As a creative bioinformatician with training in molecular biology and pharmaceutical sciences, I excel in the translation of biomedical problems into computational solutions in the area of personalized medicine. I have a strong track record in methodology and technology development, both in the laboratory and at the computer. My analytical skills allow me to quickly trace hidden treasures and potential flaws in proposed solutions to complex problems. Members of my team appreciate my constructive criticism, dedication, ambition and care for science and my attention for their personal lives and capacity development. To see PhD students and postdocs grow to independence is among the most rewarding aspects of my current work.
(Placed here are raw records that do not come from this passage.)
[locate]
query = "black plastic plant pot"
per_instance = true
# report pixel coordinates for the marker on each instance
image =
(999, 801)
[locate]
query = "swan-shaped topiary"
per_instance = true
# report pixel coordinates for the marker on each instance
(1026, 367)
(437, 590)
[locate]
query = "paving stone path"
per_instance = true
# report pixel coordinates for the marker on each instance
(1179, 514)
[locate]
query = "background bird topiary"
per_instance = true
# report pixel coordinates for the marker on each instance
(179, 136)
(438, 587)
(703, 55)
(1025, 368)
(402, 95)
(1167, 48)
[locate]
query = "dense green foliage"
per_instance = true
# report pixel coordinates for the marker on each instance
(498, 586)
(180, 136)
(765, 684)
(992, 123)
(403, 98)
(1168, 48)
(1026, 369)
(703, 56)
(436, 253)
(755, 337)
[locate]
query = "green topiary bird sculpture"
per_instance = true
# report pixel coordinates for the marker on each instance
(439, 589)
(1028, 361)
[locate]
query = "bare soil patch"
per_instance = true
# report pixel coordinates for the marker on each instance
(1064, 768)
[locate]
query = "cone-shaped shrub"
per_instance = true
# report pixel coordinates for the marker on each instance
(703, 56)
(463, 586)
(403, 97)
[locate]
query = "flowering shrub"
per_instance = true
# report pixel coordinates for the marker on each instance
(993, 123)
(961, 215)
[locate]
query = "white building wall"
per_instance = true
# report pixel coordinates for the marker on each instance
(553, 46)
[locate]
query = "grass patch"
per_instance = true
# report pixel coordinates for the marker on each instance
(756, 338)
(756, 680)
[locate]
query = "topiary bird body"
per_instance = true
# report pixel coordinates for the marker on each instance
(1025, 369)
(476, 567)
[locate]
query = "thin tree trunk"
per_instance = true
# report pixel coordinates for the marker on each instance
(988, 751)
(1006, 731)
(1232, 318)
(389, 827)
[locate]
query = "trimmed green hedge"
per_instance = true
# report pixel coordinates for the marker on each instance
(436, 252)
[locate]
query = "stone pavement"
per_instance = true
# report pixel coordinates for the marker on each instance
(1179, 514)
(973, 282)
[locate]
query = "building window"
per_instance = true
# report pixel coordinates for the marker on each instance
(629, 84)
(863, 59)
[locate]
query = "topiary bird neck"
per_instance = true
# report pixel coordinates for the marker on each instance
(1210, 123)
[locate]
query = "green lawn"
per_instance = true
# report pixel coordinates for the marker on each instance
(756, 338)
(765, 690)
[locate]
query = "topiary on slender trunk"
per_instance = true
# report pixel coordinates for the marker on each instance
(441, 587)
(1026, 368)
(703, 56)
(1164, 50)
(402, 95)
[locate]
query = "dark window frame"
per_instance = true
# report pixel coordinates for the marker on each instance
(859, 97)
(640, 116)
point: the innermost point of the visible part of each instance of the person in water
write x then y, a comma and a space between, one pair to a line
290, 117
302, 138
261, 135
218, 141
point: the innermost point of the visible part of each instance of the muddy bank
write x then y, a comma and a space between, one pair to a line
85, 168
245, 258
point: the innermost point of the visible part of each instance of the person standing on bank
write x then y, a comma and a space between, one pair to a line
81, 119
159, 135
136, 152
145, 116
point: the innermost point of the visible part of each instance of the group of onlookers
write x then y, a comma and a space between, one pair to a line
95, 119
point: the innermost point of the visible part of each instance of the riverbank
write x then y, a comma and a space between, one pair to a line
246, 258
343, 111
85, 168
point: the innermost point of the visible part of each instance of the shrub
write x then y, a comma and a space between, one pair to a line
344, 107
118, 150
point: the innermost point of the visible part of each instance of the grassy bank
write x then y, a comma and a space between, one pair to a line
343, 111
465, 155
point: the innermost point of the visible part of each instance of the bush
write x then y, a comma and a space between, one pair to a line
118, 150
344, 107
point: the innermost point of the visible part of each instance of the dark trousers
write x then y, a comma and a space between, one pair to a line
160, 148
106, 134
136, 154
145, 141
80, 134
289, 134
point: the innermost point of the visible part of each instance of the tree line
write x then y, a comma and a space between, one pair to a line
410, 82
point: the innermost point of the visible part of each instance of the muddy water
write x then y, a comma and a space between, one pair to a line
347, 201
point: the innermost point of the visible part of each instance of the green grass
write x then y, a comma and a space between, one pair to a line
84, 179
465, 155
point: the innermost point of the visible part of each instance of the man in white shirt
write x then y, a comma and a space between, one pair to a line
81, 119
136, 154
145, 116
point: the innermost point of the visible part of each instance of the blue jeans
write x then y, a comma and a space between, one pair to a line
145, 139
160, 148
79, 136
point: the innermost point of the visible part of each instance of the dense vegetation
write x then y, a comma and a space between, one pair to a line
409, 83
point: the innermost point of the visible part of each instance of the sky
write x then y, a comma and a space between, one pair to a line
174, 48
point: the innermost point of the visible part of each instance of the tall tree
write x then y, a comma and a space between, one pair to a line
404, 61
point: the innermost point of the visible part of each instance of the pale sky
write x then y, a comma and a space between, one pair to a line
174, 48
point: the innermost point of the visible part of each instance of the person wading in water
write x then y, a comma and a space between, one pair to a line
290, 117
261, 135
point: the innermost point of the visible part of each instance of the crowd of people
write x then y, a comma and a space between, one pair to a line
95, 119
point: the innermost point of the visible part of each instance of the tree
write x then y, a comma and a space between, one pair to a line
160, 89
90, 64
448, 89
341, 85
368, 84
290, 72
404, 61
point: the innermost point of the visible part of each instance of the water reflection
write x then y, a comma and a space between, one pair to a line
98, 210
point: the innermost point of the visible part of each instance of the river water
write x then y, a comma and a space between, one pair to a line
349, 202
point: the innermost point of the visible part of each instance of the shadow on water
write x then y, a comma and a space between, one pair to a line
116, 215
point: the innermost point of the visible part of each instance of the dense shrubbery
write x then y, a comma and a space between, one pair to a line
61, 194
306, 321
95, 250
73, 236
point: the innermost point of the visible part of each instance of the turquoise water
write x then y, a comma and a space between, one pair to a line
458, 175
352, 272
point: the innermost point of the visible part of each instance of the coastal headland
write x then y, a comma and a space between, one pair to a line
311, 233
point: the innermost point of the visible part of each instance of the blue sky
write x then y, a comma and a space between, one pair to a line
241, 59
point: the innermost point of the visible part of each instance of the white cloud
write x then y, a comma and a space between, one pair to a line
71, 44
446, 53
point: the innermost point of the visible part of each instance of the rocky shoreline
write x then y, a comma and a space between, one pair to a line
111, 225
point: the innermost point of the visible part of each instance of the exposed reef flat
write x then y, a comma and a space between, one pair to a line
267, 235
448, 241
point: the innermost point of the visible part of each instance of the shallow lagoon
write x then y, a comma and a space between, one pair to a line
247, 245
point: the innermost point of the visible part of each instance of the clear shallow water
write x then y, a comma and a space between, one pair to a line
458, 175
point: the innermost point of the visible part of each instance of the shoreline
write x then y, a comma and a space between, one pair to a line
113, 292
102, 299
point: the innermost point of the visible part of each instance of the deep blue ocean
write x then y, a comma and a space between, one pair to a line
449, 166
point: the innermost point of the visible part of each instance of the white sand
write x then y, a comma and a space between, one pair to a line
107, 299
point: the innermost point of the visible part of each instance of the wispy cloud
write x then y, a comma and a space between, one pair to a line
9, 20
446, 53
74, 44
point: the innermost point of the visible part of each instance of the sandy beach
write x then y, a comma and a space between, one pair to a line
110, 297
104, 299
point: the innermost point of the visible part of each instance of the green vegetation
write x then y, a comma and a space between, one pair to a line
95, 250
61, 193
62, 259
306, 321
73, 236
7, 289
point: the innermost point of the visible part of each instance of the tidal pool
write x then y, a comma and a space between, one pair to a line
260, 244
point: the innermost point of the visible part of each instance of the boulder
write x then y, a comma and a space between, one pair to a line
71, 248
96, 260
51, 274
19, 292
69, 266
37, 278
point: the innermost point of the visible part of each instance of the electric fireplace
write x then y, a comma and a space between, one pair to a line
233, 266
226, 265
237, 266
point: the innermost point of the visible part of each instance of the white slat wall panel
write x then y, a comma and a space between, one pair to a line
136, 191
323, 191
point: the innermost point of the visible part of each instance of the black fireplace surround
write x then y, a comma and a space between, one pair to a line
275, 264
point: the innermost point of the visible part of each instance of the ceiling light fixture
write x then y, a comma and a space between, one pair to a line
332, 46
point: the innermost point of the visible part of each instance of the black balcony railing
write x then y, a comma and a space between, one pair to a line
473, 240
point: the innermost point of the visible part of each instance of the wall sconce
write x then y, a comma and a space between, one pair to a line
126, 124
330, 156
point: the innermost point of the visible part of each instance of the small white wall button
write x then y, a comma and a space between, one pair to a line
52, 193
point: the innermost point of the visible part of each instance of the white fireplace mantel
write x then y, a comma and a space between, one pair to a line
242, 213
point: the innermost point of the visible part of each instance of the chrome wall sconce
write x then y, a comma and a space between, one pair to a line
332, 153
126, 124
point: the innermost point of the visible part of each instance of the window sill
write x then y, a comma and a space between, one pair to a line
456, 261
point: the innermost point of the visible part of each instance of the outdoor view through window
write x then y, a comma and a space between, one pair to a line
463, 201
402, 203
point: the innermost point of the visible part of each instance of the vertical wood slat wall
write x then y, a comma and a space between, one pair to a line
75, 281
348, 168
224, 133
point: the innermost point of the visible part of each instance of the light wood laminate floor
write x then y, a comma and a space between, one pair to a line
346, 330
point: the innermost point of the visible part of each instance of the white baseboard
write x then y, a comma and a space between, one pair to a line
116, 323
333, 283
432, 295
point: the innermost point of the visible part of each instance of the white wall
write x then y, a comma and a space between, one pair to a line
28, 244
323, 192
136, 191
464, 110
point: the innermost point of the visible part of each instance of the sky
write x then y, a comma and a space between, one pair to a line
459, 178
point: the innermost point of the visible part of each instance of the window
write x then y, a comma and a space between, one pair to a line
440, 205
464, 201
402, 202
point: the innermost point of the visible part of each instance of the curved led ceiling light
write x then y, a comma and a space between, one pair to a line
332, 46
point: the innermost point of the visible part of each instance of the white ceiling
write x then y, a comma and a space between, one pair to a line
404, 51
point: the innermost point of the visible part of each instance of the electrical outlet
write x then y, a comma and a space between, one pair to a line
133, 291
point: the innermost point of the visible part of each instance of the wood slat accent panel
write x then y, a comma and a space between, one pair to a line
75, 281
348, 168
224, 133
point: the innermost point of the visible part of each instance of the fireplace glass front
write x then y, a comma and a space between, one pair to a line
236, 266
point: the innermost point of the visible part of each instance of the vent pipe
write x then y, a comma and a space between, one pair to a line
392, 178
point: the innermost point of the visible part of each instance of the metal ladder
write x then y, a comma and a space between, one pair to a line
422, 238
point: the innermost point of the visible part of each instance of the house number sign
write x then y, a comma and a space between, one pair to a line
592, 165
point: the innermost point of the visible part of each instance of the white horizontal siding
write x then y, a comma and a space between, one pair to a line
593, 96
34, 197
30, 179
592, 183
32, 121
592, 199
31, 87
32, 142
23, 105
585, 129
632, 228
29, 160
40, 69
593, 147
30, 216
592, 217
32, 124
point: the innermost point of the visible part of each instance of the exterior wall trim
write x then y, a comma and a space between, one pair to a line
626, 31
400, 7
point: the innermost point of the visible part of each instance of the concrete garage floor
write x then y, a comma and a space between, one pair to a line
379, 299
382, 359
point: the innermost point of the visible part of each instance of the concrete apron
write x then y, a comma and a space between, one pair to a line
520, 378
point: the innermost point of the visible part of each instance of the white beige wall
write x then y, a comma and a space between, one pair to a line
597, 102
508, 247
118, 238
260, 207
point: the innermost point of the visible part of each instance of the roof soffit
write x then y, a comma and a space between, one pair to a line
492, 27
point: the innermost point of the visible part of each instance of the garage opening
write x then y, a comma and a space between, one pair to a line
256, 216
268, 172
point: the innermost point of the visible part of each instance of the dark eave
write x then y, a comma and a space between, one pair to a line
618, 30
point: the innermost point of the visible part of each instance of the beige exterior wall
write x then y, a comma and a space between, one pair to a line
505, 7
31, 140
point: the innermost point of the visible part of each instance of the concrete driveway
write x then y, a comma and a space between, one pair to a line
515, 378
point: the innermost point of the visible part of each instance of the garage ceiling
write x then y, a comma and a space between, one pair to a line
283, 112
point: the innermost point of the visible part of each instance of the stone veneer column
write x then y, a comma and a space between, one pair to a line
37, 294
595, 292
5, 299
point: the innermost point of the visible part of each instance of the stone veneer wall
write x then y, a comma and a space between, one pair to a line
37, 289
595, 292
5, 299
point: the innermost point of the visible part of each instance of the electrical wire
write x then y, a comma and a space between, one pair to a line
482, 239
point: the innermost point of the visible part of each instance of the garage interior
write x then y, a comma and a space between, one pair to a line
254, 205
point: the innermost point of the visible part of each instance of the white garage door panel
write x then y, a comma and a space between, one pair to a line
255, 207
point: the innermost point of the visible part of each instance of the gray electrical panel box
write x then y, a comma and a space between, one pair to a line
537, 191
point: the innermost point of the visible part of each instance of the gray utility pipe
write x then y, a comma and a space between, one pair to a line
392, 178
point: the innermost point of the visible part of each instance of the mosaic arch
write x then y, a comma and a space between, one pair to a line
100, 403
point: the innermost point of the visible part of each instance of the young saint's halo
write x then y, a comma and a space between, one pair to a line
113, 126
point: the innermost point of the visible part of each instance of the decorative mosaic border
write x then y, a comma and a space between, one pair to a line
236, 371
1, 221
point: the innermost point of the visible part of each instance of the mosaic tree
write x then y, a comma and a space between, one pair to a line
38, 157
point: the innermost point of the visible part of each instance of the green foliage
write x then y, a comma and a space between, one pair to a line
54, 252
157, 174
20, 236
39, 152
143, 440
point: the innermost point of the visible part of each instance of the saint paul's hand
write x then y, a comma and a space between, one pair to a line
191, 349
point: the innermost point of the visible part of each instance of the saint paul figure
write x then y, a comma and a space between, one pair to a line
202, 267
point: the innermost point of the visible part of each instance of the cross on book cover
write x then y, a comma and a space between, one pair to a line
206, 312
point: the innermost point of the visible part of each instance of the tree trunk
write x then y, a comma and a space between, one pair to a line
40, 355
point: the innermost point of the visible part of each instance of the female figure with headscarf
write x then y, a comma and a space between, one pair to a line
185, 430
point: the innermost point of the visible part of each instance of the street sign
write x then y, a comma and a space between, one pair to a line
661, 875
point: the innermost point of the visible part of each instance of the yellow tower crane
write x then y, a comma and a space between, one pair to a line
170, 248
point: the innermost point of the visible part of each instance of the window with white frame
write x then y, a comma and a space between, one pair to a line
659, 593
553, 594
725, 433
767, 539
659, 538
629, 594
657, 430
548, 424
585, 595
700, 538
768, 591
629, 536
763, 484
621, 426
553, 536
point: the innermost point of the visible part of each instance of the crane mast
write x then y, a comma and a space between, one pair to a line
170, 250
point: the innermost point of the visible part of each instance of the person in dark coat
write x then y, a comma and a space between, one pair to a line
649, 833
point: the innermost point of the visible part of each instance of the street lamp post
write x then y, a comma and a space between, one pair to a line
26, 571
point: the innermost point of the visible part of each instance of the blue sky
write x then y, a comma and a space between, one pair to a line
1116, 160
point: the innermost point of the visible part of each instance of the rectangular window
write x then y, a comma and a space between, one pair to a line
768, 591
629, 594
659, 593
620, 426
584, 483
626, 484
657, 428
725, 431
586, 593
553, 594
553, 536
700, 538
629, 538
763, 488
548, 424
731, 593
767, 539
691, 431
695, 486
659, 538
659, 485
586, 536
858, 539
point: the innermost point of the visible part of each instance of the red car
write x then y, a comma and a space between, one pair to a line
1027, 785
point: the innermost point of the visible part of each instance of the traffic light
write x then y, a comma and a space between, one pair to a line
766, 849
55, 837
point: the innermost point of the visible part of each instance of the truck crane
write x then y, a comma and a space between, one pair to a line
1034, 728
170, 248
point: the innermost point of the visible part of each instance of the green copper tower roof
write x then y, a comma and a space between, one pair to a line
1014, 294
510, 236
I am dedicated to the advancement of personalized medicine approaches for rare diseases by integrative use of -omics and clinical data. I am the coordinator of the European SIMPATHIC project aiming for acceleration of drug repurposing for rare neurological, neurometabolic and neuromuscular disorders. I am leading the Radboudumc program on neuromuscular disorders and has myotonic dystrophy as disease focus. Since data from rare disease patient is scarce and fragmented, I dedicate a significant amount of time in making data Findable, Accessible, Interoperable and Reusable and on developing infrastructure for the federated analysis of personal data such as advocated by the Personal Health Train initiative. To this end, I am directing the data analysis, integration and stewardship pillar within the Netherlands X-omics initiative; I am actively contributing to other data infrastructures such as HealthyData (workpackage leader “unlocking” data), HealthRI (national; tactical lead for the Nijmegen region), and international infrastructures such as European Rare Diseases Research Alliance (ERDERA), EURO-NMD registry, EATRIS and ELIXIR. I am FAIR and Open Science ambassador in Radboud university medical center and member of the steeringboard of the Dutch regieorgaan OpenScience.NL.